Our present-day reality has been shaped by evildoers as much as by noble champions of social improvement and justice. Here is a list of the worst leaders that humanity has had the misfortune of enduring.
The face of evil is often remarkably human.
1. Adolf Hitler
Throughout history, humanity has inflicted countless instances of unspeakable cruelty, madness, and horror upon itself. Adolf Hitler, the dictator of Germany from 1934 to 1945, is among the worst single-person disasters to befall the world. Had he never been born, millions would’ve escaped an untimely cruel death, and history may have taken a radically different path.
- Hitler was a madman bent on world domination. To achieve his megalomaniac goals, he committed genocide and contributed to the deaths of nearly 50 million people worldwide by initiating World War II.

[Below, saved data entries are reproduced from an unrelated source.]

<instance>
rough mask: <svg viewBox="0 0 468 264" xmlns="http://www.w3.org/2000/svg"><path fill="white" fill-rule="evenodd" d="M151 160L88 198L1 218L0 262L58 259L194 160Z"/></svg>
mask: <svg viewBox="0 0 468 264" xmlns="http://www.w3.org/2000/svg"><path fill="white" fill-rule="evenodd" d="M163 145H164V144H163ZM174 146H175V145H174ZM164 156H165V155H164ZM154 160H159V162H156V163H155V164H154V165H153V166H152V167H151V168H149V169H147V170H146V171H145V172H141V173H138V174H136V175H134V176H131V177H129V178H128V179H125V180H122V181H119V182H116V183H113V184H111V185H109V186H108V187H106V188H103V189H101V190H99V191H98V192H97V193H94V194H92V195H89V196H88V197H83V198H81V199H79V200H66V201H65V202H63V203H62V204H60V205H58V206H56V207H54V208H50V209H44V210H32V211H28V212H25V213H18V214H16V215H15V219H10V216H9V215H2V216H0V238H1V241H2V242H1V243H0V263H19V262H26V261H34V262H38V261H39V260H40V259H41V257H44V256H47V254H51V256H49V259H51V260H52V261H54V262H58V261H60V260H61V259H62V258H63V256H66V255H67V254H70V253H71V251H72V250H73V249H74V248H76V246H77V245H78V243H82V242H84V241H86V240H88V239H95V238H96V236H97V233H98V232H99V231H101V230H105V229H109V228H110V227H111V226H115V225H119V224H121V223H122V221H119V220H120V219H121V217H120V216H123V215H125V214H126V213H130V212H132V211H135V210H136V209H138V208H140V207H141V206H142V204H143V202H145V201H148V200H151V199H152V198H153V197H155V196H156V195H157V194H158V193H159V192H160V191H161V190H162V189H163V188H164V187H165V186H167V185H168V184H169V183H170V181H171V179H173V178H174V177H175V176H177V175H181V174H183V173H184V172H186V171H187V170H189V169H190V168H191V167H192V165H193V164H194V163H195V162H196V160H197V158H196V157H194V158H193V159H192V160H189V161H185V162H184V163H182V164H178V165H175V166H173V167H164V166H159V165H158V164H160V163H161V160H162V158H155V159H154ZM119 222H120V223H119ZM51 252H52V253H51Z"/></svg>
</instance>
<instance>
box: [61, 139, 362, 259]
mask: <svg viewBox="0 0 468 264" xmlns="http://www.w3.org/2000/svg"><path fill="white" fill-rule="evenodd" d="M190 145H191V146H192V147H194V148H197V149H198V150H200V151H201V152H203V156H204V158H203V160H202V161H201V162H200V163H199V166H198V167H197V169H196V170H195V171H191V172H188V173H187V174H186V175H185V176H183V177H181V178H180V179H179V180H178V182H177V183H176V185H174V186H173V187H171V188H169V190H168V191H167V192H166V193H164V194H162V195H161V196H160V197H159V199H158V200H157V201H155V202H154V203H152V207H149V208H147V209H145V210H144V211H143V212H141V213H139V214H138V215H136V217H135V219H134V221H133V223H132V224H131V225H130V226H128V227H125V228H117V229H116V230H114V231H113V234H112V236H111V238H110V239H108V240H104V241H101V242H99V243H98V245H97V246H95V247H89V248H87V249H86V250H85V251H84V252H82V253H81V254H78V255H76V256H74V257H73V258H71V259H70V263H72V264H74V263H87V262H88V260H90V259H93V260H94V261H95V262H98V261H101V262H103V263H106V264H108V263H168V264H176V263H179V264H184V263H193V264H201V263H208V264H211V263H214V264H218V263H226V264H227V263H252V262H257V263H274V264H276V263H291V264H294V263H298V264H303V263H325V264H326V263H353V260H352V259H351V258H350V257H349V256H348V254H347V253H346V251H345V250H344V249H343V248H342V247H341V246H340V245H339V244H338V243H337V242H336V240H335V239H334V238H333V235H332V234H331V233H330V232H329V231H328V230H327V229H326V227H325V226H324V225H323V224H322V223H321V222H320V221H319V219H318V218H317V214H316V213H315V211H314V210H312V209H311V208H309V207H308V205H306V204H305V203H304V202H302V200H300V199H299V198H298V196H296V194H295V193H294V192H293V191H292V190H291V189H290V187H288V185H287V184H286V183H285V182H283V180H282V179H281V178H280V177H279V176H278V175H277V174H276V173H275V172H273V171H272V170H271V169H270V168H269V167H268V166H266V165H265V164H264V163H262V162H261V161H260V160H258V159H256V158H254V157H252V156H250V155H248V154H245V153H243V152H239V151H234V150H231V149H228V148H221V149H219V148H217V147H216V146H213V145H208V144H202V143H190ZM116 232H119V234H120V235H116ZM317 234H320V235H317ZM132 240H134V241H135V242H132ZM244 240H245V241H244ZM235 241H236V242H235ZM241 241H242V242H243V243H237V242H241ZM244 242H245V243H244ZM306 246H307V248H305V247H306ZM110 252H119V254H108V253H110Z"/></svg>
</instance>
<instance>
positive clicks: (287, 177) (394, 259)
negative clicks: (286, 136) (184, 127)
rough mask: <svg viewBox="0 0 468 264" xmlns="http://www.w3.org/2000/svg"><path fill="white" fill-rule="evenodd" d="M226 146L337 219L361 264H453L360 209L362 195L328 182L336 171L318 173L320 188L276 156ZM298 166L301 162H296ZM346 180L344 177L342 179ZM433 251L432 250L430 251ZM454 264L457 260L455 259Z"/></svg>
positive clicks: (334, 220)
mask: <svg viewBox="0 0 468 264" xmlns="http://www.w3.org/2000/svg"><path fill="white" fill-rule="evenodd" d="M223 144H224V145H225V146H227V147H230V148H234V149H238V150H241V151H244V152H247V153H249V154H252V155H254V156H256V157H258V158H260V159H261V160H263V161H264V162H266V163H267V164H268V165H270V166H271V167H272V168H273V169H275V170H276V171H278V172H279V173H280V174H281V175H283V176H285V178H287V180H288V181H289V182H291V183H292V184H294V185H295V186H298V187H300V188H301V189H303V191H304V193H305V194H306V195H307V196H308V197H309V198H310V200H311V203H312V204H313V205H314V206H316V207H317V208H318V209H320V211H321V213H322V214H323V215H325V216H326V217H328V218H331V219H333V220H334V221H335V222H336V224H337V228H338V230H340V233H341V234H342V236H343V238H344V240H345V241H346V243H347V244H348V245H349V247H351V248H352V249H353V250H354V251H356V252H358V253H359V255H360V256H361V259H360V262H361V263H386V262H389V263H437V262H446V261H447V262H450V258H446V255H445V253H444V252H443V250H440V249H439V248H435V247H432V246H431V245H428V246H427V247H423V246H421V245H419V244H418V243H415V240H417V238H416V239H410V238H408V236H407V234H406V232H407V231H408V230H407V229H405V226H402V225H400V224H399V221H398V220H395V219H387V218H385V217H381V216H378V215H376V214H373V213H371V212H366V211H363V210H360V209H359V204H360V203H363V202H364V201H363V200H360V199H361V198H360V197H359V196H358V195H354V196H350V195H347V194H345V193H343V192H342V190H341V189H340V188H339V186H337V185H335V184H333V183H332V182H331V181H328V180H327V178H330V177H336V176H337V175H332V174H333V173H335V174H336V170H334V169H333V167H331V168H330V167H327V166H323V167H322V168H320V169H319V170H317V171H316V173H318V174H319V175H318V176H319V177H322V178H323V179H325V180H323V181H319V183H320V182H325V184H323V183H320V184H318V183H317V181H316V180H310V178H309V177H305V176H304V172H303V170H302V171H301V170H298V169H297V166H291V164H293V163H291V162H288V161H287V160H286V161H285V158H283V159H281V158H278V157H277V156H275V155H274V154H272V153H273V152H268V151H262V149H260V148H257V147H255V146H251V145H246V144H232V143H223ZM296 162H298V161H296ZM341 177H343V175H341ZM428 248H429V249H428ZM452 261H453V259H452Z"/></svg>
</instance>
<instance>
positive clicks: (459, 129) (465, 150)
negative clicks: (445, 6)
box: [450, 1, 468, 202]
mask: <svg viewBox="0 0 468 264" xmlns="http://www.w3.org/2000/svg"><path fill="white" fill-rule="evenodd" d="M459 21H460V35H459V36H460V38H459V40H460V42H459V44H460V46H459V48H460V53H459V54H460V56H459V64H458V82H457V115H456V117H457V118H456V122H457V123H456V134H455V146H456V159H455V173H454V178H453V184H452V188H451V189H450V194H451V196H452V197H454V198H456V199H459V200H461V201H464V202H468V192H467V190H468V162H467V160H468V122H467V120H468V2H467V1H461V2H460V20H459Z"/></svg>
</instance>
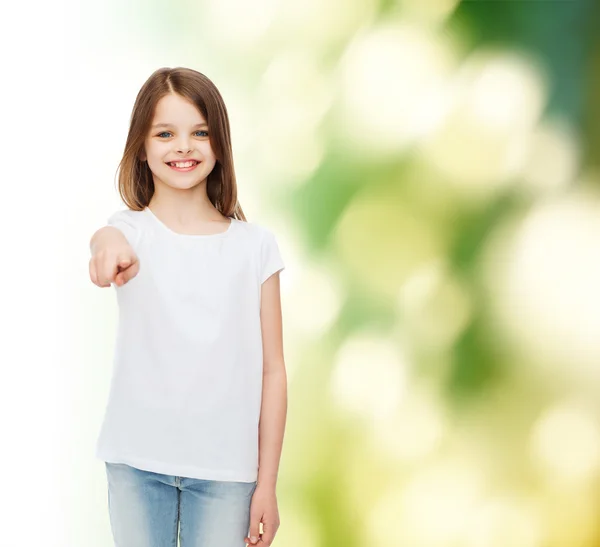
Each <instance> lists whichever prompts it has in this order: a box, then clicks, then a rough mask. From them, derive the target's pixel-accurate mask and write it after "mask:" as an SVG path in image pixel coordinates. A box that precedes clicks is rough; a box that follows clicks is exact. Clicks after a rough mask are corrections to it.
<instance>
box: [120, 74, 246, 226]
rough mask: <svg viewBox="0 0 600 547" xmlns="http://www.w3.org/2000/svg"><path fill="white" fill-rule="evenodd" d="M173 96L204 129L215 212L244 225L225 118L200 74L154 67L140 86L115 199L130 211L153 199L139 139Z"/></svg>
mask: <svg viewBox="0 0 600 547" xmlns="http://www.w3.org/2000/svg"><path fill="white" fill-rule="evenodd" d="M169 93H177V94H178V95H181V96H182V97H183V98H184V99H187V100H189V101H190V102H191V103H193V104H194V105H195V106H196V108H198V110H199V111H200V112H201V113H202V116H203V117H204V118H205V120H206V123H207V124H208V127H209V139H210V145H211V148H212V149H213V152H214V154H215V156H216V158H217V161H216V163H215V166H214V168H213V170H212V171H211V172H210V174H209V175H208V178H207V180H206V193H207V195H208V198H209V199H210V201H211V203H212V204H213V205H214V206H215V207H216V208H217V210H218V211H219V212H220V213H221V214H223V215H225V216H227V217H234V218H237V219H238V220H243V221H245V220H246V217H245V215H244V212H243V211H242V207H241V205H240V204H239V202H238V200H237V184H236V180H235V170H234V167H233V154H232V151H231V136H230V130H229V117H228V115H227V109H226V108H225V103H224V102H223V98H222V97H221V94H220V93H219V90H218V89H217V88H216V86H215V84H213V83H212V81H211V80H209V79H208V78H207V77H206V76H205V75H204V74H201V73H200V72H197V71H195V70H192V69H190V68H183V67H177V68H159V69H158V70H156V71H154V72H153V73H152V74H151V76H150V77H149V78H148V79H147V80H146V82H145V83H144V85H143V86H142V87H141V89H140V91H139V92H138V95H137V97H136V99H135V104H134V105H133V110H132V112H131V118H130V122H129V133H128V135H127V141H126V143H125V150H124V152H123V158H122V159H121V161H120V162H119V167H118V176H119V194H120V195H121V199H122V200H123V201H124V202H125V204H126V205H127V206H128V207H129V208H130V209H133V210H134V211H141V210H142V209H144V207H146V206H147V205H148V204H149V203H150V200H151V198H152V196H153V194H154V180H153V178H152V171H150V167H148V163H147V162H144V161H142V160H141V159H140V156H141V154H142V152H143V150H144V140H145V138H146V135H147V134H148V131H149V130H150V126H151V124H152V118H153V116H154V111H155V109H156V104H157V103H158V101H159V100H160V99H161V98H162V97H164V96H165V95H168V94H169Z"/></svg>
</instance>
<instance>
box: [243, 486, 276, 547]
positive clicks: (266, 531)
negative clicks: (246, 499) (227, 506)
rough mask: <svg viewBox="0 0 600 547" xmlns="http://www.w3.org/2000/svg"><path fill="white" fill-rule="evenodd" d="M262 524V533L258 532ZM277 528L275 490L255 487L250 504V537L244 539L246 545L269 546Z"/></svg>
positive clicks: (267, 488) (244, 538) (273, 489)
mask: <svg viewBox="0 0 600 547" xmlns="http://www.w3.org/2000/svg"><path fill="white" fill-rule="evenodd" d="M261 522H262V525H263V526H262V527H263V531H262V534H260V532H259V523H261ZM278 528H279V511H278V509H277V495H276V494H275V488H274V487H273V488H269V487H261V486H257V487H256V490H255V491H254V494H253V495H252V503H251V504H250V536H249V537H246V538H244V541H245V542H246V544H249V545H251V546H252V545H258V546H259V547H264V546H265V545H271V543H273V539H274V538H275V534H276V533H277V529H278Z"/></svg>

- He caused the collapse of his own country, leaving it with historical traumas it continues to bear today.
- He used his position of authority to bring out the evil in his followers, getting everyday people to commit atrocities psychologists are still struggling to understand.
- He was responsible for the Holocaust.
- Hitler may have been influential, but he used his influence to poison the minds of those unlucky enough to fall under his spell.
2. Joseph Stalin
As genocidal maniacs go, Joseph Stalin is one of a handful that fall into Adolf Hitler’s “weight class.” The supreme leader of the Soviet Union from the 1920s to 1953, Joseph Vissarionovich Stalin reigned through terror, murder, and extrajudicial killings.
All too happy to work with Hitler when he thought he could benefit from it, Stalin had no qualms about focusing his genocidal ire on the Russian people. He killed more than 20 million people, most of them Russians. He killed anyone and everyone he suspected of opposing his rule.
- Stalin fought Hitler in World War II, being an uncomfortable ally for the West. That is perhaps the sole reason why history has been kinder to him than to Hitler.
- Stalin may have inspired Hitler in many ways. When Hitler came to power in Germany, death camps had long been a reality in Russia.
- Though he may have been an effective administrator, he also proved to be a dismal failure in this regard.
3. Mao Zedong
Like Hitler and Stalin, Mao Zedong, the all-powerful chairman of the Chinese communist party, came to power during a time that seemed to favor megalomaniac and genocidal maniacs in leadership positions. Like Stalin, he seemed to prefer killing his own people.
He got busy as soon as he came to power and killed four to six million people within the first four years of his rule. His policies, like the Great Leap Forward and the Cultural Revolution, caused the deaths of around 49 million people. Overall, he contributed to the deaths of about 78 million people, surpassing both Hitler and Stalin.
Many of these leaders showed little care for their own people.
4. King Leopold II
Belgium’s King Leopold II is the embodiment of colonial abuse, plunder, and bloodthirsty robbery. The present-day Democratic Republic of Congo, then a Belgian colony, was the scene of Leopold’s wanton rush to grab as much of the country’s natural resources as possible. To make matters worse, he treated the natives like disposable slaves and killed around 10 million.
5. Pol Pot
The leader of Cambodia and the infamous Khmer Rouge, Pol Pot modeled his leadership activities after Zedong. In his quest to turn Cambodia’s economy into an agrarian one, he restricted progressive thought, religion, and any activity he deemed a threat to his Marxist ideologies. He murdered more than 25,000 Buddhist monks and destroyed 4,000 monasteries.
One could argue the people on this list were hardly leaders and were in serious need of business coaching. Mass murder and genocide do not qualify as leadership competencies. Yet these individuals found themselves in positions of power and became living examples of what authority and disturbed minds can do in the absence of leadership.